La otra familia sólo puede considerarse como una familia escuálida, monoparental. Sin hijos. Al menos sin hijos cercanos en ese momento. Su dos hijas y su hijo se encuentran junto a su madre, a la que le toca disfrutar de su compañía durante esa parte de la fiestas navideñas. Sólo, frente a una lata abierta de caviar (ese lujo que se ha permitido esa noche y que ha supuesto un desembolso considerable para su maltrecha economía de mozo de almacén), que no había probado nunca y que descubre que no le gusta. Sólo frente a la ausencia de pensamientos.
De repente asoma algo en su mente: el Cuento de Navidad de Dickens. El espíritu que hace justicia, a su manera, convirtiendo al rico mezquino en una buena persona que termina formando parte de la familia de su explotado trabajador. ¡Cómo le gustaría que la genial narración del británico se convirtiera en realidad!

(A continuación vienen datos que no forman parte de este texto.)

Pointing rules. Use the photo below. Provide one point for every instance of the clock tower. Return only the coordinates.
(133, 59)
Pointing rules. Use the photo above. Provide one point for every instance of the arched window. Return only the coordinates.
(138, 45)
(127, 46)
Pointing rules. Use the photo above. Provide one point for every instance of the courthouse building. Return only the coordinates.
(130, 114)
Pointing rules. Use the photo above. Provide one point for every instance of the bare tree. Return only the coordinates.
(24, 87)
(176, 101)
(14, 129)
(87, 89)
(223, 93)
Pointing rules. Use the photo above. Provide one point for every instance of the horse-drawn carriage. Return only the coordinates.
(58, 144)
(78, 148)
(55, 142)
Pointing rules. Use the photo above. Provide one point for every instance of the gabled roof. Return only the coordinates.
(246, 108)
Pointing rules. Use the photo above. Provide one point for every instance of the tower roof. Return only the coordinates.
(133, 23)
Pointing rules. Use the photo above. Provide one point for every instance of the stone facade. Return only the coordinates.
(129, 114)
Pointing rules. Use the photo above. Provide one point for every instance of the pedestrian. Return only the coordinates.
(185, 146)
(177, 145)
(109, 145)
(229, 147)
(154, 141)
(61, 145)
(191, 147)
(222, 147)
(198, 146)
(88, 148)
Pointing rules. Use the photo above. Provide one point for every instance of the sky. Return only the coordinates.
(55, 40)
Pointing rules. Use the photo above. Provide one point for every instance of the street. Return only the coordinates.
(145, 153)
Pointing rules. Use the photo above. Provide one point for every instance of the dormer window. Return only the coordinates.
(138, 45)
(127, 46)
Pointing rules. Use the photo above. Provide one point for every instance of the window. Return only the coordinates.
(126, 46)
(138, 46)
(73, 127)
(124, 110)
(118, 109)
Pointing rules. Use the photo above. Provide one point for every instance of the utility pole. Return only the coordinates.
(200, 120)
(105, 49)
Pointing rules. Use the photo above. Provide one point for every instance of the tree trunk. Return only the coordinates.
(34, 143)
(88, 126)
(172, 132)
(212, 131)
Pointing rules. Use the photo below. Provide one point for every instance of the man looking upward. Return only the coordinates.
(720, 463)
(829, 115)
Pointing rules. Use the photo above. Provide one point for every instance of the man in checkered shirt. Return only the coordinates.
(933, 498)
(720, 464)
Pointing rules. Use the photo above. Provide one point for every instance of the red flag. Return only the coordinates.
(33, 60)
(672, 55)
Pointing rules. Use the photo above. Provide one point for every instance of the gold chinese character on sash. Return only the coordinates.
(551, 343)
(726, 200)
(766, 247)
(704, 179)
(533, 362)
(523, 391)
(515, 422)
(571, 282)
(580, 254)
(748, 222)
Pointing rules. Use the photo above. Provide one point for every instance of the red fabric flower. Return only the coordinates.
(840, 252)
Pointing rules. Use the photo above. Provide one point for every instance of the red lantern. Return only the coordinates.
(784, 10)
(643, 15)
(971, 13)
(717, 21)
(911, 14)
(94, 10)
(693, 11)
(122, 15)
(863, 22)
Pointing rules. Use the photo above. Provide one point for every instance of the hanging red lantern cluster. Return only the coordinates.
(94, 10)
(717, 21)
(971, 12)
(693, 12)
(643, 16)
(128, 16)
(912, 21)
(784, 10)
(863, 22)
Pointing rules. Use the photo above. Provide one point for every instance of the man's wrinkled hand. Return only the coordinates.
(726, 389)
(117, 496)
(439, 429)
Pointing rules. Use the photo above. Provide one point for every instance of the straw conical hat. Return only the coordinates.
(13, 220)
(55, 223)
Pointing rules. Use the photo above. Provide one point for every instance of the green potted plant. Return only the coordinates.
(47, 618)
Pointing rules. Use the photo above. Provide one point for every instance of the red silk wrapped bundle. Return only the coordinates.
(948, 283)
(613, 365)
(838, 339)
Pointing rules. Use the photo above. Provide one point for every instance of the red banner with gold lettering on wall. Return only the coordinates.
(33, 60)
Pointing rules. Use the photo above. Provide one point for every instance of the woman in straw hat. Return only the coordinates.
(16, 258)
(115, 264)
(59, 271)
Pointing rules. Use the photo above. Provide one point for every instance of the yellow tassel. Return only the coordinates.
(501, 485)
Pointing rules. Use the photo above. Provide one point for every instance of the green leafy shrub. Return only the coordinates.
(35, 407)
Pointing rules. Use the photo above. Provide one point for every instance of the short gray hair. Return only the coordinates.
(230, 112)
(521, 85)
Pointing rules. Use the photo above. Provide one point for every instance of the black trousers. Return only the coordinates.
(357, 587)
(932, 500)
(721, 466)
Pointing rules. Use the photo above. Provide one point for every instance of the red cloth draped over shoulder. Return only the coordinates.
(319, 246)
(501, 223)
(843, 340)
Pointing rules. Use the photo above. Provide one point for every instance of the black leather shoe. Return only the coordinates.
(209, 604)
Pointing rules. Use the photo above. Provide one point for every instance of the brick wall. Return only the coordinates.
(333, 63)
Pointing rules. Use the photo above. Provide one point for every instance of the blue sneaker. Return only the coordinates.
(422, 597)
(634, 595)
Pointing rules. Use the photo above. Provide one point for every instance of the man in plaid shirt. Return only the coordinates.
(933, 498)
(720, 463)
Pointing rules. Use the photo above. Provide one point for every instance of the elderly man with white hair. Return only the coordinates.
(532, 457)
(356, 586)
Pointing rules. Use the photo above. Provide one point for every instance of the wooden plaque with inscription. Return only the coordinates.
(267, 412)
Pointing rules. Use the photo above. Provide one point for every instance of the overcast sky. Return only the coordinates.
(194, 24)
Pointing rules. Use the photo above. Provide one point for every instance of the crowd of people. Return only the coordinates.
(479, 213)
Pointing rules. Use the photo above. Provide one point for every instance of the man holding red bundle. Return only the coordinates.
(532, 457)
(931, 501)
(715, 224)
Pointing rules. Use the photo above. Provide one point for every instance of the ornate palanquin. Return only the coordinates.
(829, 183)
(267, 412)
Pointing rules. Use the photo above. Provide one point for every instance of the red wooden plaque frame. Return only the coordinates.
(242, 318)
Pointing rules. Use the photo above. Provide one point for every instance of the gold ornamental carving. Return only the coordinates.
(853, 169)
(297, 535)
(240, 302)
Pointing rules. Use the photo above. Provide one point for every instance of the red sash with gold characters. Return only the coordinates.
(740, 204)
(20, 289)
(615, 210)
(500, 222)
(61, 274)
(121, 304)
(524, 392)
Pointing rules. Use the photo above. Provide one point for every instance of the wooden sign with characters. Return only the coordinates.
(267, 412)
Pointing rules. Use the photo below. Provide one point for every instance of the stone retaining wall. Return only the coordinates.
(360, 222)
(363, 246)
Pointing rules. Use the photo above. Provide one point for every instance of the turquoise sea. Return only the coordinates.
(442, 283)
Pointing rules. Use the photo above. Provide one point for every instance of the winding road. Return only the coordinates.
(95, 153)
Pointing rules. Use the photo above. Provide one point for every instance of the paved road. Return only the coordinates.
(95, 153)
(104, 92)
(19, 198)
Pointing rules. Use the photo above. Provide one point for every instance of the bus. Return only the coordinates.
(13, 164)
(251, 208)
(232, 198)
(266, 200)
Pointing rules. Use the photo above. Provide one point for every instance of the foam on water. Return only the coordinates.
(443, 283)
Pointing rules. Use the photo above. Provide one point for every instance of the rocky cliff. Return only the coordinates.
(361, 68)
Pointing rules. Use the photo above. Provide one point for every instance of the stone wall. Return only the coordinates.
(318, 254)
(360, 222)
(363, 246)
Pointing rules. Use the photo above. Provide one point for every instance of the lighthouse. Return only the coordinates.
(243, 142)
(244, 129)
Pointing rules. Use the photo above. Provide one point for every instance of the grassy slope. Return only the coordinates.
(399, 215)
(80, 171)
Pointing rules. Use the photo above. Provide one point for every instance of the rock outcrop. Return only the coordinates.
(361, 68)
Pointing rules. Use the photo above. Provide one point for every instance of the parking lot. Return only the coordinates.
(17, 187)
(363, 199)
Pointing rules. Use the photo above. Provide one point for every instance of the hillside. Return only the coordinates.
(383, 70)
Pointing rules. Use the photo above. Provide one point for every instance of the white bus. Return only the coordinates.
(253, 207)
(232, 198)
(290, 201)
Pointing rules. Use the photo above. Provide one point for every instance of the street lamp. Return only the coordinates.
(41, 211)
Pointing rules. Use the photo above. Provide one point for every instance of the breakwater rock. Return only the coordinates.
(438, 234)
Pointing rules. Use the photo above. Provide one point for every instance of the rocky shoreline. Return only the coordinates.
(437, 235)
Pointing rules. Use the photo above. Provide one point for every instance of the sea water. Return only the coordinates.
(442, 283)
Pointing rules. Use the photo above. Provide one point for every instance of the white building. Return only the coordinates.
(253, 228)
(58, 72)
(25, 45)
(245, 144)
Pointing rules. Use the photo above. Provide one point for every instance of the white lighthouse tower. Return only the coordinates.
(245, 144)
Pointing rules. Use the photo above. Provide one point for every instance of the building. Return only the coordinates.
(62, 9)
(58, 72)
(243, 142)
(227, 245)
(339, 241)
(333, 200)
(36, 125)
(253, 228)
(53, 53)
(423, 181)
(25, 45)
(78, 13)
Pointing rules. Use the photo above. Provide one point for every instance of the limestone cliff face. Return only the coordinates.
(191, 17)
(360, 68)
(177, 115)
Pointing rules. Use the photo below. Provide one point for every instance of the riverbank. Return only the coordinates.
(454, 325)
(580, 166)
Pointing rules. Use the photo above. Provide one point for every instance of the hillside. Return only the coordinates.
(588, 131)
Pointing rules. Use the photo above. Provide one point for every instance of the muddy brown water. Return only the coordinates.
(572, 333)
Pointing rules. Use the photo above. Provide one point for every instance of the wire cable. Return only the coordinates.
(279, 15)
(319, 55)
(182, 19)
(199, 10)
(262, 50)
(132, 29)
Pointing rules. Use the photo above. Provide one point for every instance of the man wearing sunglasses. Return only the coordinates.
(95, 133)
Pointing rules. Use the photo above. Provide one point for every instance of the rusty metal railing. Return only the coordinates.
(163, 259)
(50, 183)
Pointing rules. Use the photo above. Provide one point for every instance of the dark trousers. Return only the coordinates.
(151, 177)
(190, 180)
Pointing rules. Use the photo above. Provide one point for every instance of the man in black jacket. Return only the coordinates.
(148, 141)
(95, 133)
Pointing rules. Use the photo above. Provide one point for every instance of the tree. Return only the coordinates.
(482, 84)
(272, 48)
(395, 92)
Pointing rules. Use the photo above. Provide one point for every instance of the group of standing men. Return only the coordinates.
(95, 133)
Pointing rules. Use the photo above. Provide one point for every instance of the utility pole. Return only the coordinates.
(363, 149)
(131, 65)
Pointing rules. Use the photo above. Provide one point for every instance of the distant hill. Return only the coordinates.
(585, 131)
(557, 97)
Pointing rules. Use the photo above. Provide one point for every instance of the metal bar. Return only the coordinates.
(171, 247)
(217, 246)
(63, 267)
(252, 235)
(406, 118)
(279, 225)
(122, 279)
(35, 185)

Durante un rato se dedicó a fantasear sobre el asunto. Esperando que algo cambie en esa lúgubre noche. Desea que aparezca una señal de cualquier tipo. Incluso un mensaje en su móvil podría servir. Algo. Pero pasan los minutos y ningún ser espectral comparece en la habitación. De nuevo, sin apenas percibirlo, su mente vuelve al blanco. Al abandono de la soledad.
Un fogonazo vuelve a poner en marcha su cabeza: ¡Lsas rulas que le pasó su compañero! "Un viaje sin salir de casa", le aseguró. Las tiene aún en el bolsillo de su abrigo. Tres pastillas rosas, de pequeño tamaño, que, a primera vista, no parecen poseer la capacidad de transportarte a ninguna parte.
Él nunca ha tomado ese tipo de sustancias. Había fumado porros en su época joven; pero consumir drogas duras o sintéticas era un paso que nunca se había atrevido a dar.
Una noche es una noche, pensó. Nada puede ser peor que esta sensación.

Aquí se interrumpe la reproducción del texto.